I direct a program and would like to create an Outcomes rubric to gather data for assessment. It wouldn't have to be used in each class for grading, but could be something an instructor could quickly use to rate their students and gather data. This would be done by different instructors in the program, so I would need to have access to all of their outcomes to generate a report for assessment.
Is anyone doing this? Is it useful? Are there quirks about setting it up that I should watch out for? Or should I look for a better way to collect this data?
Outcomes sounds like a good tool for this, but I'm not sure if it will work the way I want it to.
@kadunkelberg , since you've posed a prompt designed to elicit multiple responses, with no single one likely to stand out as uniquely "correct," I've flipped the format over to a discussion. I've also shared the discussion with the Higher Education and K-12 groups, and have added a few tags, to enhance its visibility and availability in search results.
Do you have access to your programs sub-account? If so, you may want to use it. Creating outcomes/rubrics at the sub-account or account level can allow you to pull the data on the outcomes more easily. Keep in mind that this only works if you are using the same outcomes (and measurement scale for these outcomes) across all the courses, and that once you gather scores for an outcome at the sub-account level, you cannot delete it.
Thank you for replying. Our school is fairly new to Canvas (1-year) and so far I do not have access to our program's sub-account.
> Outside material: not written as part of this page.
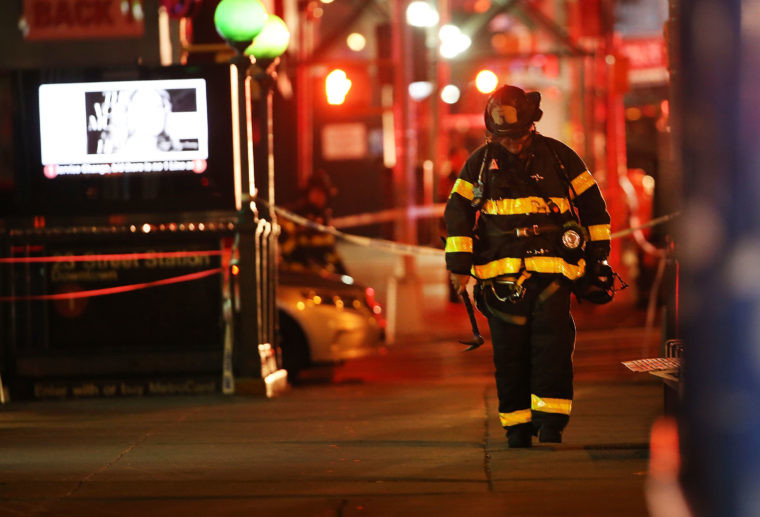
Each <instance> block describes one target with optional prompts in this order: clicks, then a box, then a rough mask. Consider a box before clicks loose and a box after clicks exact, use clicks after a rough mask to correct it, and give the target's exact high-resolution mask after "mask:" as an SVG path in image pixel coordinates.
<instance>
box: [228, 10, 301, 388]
mask: <svg viewBox="0 0 760 517" xmlns="http://www.w3.org/2000/svg"><path fill="white" fill-rule="evenodd" d="M273 20H274V21H273ZM278 21H279V23H278ZM273 23H274V24H277V25H279V24H281V25H282V27H281V28H285V31H286V33H287V27H285V24H284V23H282V20H280V19H279V18H277V17H276V16H274V17H273V15H269V14H268V13H267V11H266V8H265V7H264V5H263V4H262V3H261V1H260V0H222V1H221V2H220V3H219V5H218V6H217V7H216V10H215V12H214V25H215V26H216V30H217V32H218V33H219V35H220V36H221V37H222V38H223V39H224V40H225V41H226V42H227V43H228V44H229V45H230V46H231V47H232V48H234V49H235V51H236V53H235V56H234V57H233V58H232V59H231V62H230V75H231V77H230V79H231V89H232V92H231V93H232V95H231V97H232V107H231V108H232V119H233V153H234V156H233V169H234V176H235V204H236V209H237V210H238V214H239V217H238V230H237V235H236V237H235V246H234V248H235V249H234V250H233V252H234V254H236V256H237V258H234V257H233V264H234V266H236V267H233V272H235V271H236V272H237V274H236V275H233V279H234V280H233V282H235V283H236V285H235V287H234V288H233V289H232V290H231V291H232V292H233V293H235V294H234V296H232V299H233V300H234V303H233V304H232V305H233V306H234V307H233V308H232V309H231V310H228V311H225V313H226V314H227V317H228V318H229V320H230V321H228V329H229V328H234V329H235V332H234V334H235V338H236V339H234V340H233V339H231V338H230V337H226V338H225V353H224V365H225V366H224V376H223V383H222V390H223V391H224V392H225V393H234V392H237V393H242V394H262V395H266V396H272V395H273V394H274V393H275V392H276V391H278V390H279V389H280V388H282V387H284V386H285V384H286V382H287V374H286V372H285V371H284V370H281V369H279V368H278V365H277V359H276V357H277V354H276V353H275V317H276V313H275V286H276V266H275V250H276V233H277V232H276V231H274V228H275V227H276V223H274V222H273V220H272V215H271V213H270V211H269V209H268V206H265V207H264V208H265V209H263V210H259V208H258V207H257V205H256V201H255V200H256V197H257V189H256V181H255V175H254V161H253V147H254V144H253V116H252V90H255V92H260V91H262V90H263V88H264V87H266V88H269V85H271V83H272V81H271V80H270V79H269V78H270V77H272V76H273V74H274V72H273V69H274V66H275V65H276V61H275V60H276V59H277V58H278V57H279V55H280V54H282V53H283V52H284V51H285V50H286V48H287V44H288V42H289V33H287V37H286V38H284V43H283V36H282V34H281V31H280V30H278V29H275V30H273V29H272V28H268V27H270V26H271V25H272V24H273ZM272 34H274V36H273V35H272ZM248 49H250V50H248ZM257 49H264V50H263V51H261V52H262V53H261V54H260V56H261V61H262V63H257V66H254V59H256V60H258V55H259V54H258V52H259V50H257ZM275 53H277V54H276V55H274V54H275ZM261 65H266V67H265V68H264V69H263V70H262V69H261ZM267 119H268V120H270V122H269V124H268V126H269V128H270V129H271V114H270V113H267ZM270 140H271V136H270ZM269 154H270V156H269V158H268V163H269V169H270V170H269V179H270V181H268V190H269V192H268V195H267V200H268V201H269V204H270V206H271V203H273V202H274V190H273V185H274V181H272V176H273V159H272V156H271V154H272V153H271V146H270V147H269ZM229 335H231V334H228V336H229ZM233 342H234V344H235V346H234V349H233V346H232V343H233Z"/></svg>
It's good to know what to ask for, though!
For program assessment, we would use the same rubric across all courses or all that we are assessing, which is why it wouldn't be used for grading but only for assessment. It's okay if I can't delete the scores (though I'd be interested in hearing what problems that could cause that I should watch out for). I'd also like to find out more about how to download the results, if that's possible.
I do think it's a good thing that you can't delete scores, but it also means you can't edit the outcomes. For example, imagine you implement your outcomes, then realize you'd prefer different wording. You can't change it. One way we got around it at my previous institution was to have the outcome descriptions point to an external rubric that we could edit. For example, effective communication pointed to the effective communication rubric. We never had to edit the actual Outcome in Canvas, but it allowed us the flexibility to edit the effective communication rubric.
Another issue can be if you revise outcomes frequently. This could mean having a large number of Outcomes in your sub-account or account that you can't delete and that you can't retire or otherwise keep people from using. This could cause an issue if your 2018 rubric is different from your 2016 rubric, and some faculty use the incorrect rubric. It can also very easily get cluttered or difficult to navigate, so I suggest a very clear structure from the start.
I like using the Canvas Commons to share assignments set up with the rubric attached. This is an alternative way of handling things if you can't get sub-account access, or if you want to have some assignment settings in common.
Downloading the results is pretty straightforward for outcomes at the sub-account or account level (there are two reports that are pre-built in Canvas for this), but it can get messy if the outcomes are just at the course level. Keep in mind that the data provided is very raw, so if you have many outcomes, it can take a bit of time to get it into a friendly format.
Instructure has been reaching out to a variety of institutions to get more information about how Outcomes are used, could be used, and might be re-imagined within Canvas. They seem like they are really doing some good background work to make it work better in the future.
I'm glad to hear Instructor is taking Outcomes seriously, since it seems that it could be used effectively for assessment.
It seems like the biggest problem with allowing revisions would be that you could change the meaning of the rubric (and one that has already been used) by altering it for future use.
The advantage would be that you could fix a typo.
This is similar to the issue with editing a quiz, where changing the wording of a question to correct a typo seems fairly straightforward, but editing a question too much could change the correct answer.
How to strike a balance between allowing enough editing to fix a mistake and not allowing too much that would significantly change the meaning of the rubric once it has been used?
That is a challenge! At my previous institution, the account-level Outcomes were managed by a very limited number of people, and even fewer had the ability to edit typos in the Outcome rubrics. In practice, we only made small tweaks to the wording on the rubrics, but it was a risky approach. I'd love to see some type of versioning so it's clear what version of a rubric someone was looking at when they submitted an assignment.